山崎豊子の膨大な原作を、3時間あまりの時間で描ききった脚本のすばらしさもであるが、細かいシーン展開と、じっくりととらえるカメラ、さらに、名優たちによる鬼気迫るリアリティあふれる演技があってこその完成度であるとうならされてしまう。
これが、大作、これが名作と呼ばれる一本の貫禄でした。
物語は、今更いうまでもなく、阪神銀行と大同銀行という架空の二行の合併の物語を、政財界を巻き込んでのちょうちょうはっしのサスペンスとして描いていく。その背後にある、家族のあり方、親子のあり方、友情のあり方、恋、等々が入り乱れての群像劇である。
現実の中小都市銀行の合併をモデルに描かれた原作であるので、当然、あれは?という現実が被さるのだが、それはさておいても、様々なシーンの、何気ない演出が、ストーリーに深みと迫力を生み出しているのがわかる。

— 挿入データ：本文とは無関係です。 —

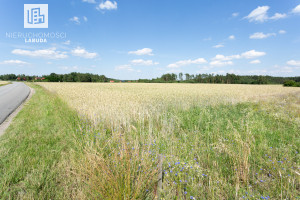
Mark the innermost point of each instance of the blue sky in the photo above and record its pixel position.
(131, 39)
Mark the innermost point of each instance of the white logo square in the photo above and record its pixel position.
(35, 15)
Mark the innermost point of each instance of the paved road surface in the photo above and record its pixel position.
(11, 97)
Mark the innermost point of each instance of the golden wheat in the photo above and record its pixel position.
(121, 103)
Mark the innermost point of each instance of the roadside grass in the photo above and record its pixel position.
(34, 151)
(2, 83)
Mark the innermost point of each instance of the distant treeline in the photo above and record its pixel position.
(165, 78)
(72, 77)
(225, 79)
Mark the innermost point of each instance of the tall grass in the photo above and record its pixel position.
(210, 150)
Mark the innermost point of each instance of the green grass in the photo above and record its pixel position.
(5, 84)
(34, 151)
(212, 152)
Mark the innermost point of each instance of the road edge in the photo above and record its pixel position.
(5, 124)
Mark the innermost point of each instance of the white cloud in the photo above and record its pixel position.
(141, 52)
(296, 10)
(207, 39)
(187, 62)
(278, 16)
(68, 42)
(50, 53)
(218, 46)
(89, 1)
(14, 62)
(282, 32)
(293, 63)
(220, 57)
(235, 14)
(108, 5)
(255, 62)
(252, 54)
(143, 62)
(220, 63)
(259, 14)
(67, 68)
(81, 52)
(260, 35)
(126, 68)
(75, 20)
(231, 37)
(221, 60)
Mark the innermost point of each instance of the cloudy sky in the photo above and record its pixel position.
(131, 39)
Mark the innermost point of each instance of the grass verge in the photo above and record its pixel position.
(2, 83)
(34, 151)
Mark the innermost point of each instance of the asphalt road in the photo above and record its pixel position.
(11, 97)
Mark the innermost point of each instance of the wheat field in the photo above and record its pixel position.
(213, 141)
(121, 103)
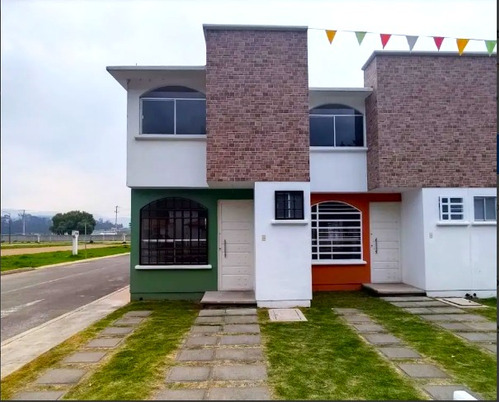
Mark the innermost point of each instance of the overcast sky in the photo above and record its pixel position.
(63, 116)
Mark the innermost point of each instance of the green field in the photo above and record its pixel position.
(11, 262)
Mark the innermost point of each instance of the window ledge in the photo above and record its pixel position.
(451, 223)
(338, 149)
(170, 137)
(484, 223)
(156, 267)
(290, 222)
(339, 262)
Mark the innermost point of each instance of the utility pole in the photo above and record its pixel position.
(116, 219)
(24, 222)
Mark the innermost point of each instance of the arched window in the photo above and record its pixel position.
(174, 232)
(336, 232)
(173, 110)
(336, 125)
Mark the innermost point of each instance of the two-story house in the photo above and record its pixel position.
(244, 178)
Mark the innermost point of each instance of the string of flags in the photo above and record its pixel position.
(412, 40)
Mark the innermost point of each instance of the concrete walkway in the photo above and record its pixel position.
(220, 360)
(433, 380)
(469, 327)
(23, 348)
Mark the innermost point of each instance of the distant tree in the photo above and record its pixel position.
(72, 220)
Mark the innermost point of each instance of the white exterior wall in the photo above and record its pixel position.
(282, 250)
(412, 239)
(338, 170)
(460, 257)
(159, 161)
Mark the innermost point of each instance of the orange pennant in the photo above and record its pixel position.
(438, 40)
(461, 43)
(330, 34)
(385, 38)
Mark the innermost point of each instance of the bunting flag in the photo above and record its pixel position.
(330, 34)
(438, 40)
(360, 36)
(385, 38)
(461, 43)
(490, 45)
(411, 41)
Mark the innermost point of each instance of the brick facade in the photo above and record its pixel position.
(257, 104)
(431, 120)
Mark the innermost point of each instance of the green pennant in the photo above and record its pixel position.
(360, 36)
(490, 45)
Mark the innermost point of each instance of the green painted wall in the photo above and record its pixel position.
(178, 283)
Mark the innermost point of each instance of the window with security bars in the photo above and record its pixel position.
(289, 205)
(174, 232)
(451, 208)
(336, 232)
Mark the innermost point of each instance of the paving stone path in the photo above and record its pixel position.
(430, 378)
(221, 359)
(470, 327)
(56, 382)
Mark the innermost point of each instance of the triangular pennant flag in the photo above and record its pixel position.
(490, 45)
(461, 43)
(385, 38)
(411, 41)
(360, 36)
(438, 40)
(330, 35)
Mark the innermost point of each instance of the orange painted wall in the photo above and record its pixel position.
(349, 277)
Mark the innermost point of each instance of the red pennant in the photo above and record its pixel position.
(438, 40)
(385, 38)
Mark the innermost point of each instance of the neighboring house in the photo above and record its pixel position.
(244, 178)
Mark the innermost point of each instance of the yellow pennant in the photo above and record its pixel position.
(330, 35)
(461, 43)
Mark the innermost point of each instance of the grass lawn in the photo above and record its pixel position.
(134, 371)
(340, 366)
(55, 257)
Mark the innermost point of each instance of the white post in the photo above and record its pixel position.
(75, 234)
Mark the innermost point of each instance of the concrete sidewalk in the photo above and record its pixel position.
(25, 347)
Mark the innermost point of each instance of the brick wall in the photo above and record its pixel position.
(431, 121)
(257, 105)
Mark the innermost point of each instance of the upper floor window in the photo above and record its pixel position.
(173, 110)
(336, 125)
(485, 208)
(451, 208)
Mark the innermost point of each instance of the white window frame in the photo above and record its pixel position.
(315, 220)
(483, 197)
(446, 203)
(175, 113)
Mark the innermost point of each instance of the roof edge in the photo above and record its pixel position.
(406, 53)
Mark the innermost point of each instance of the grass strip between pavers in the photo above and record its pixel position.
(10, 262)
(138, 368)
(467, 363)
(325, 359)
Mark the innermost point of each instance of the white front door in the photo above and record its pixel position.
(236, 245)
(385, 218)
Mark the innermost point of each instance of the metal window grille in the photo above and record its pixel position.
(336, 232)
(174, 232)
(289, 205)
(451, 208)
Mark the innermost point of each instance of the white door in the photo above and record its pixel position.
(236, 245)
(385, 220)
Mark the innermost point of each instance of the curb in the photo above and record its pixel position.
(23, 334)
(15, 271)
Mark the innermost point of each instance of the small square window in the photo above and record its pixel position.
(451, 209)
(289, 205)
(485, 208)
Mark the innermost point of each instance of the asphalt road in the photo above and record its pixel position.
(34, 297)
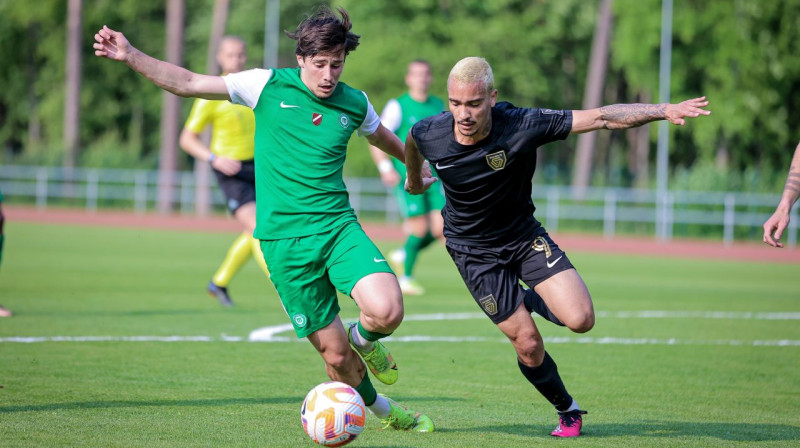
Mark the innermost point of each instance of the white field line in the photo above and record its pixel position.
(271, 333)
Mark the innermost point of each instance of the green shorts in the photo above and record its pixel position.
(307, 271)
(411, 205)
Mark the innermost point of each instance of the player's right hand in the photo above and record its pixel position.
(111, 44)
(390, 178)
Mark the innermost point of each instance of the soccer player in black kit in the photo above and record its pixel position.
(485, 156)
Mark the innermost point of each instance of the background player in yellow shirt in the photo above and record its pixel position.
(231, 157)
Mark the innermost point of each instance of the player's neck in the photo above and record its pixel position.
(418, 96)
(474, 138)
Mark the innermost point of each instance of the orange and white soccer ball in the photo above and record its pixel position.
(333, 414)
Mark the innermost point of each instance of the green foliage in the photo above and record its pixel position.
(744, 55)
(122, 282)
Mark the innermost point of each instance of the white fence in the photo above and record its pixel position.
(606, 208)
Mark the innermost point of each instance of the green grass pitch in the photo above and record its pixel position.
(677, 376)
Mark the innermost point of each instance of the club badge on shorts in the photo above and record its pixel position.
(489, 304)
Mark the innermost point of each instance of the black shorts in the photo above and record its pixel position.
(240, 188)
(493, 274)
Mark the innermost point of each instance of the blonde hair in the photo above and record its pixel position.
(472, 69)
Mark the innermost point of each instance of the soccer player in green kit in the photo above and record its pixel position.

特筆するのが、大介が愛人である相子に別れを切り出すクライマックスで、それまで、愛人との同居に甘んじていた、いかにも世間知らずだった万俵大介の妻寧子が、ぼそりと、「あなたに子供がいればね」とつぶやく一言が、寒気がする。
何度も響いていた鼓を打つ音が、このクライマックスで、冷酷なほどに室内に響くのも寒気がします。
佐分利信の圧倒的な存在感と迫力が、この作品に圧倒的なリアリティを生み出しているが、共演者たちそれぞれの、すばらしい演技力は、とても現代では再現できない。昨今のテレビドラマ版など足元にも及ばない。これが本物の迫力である。脱帽。すばらしかった。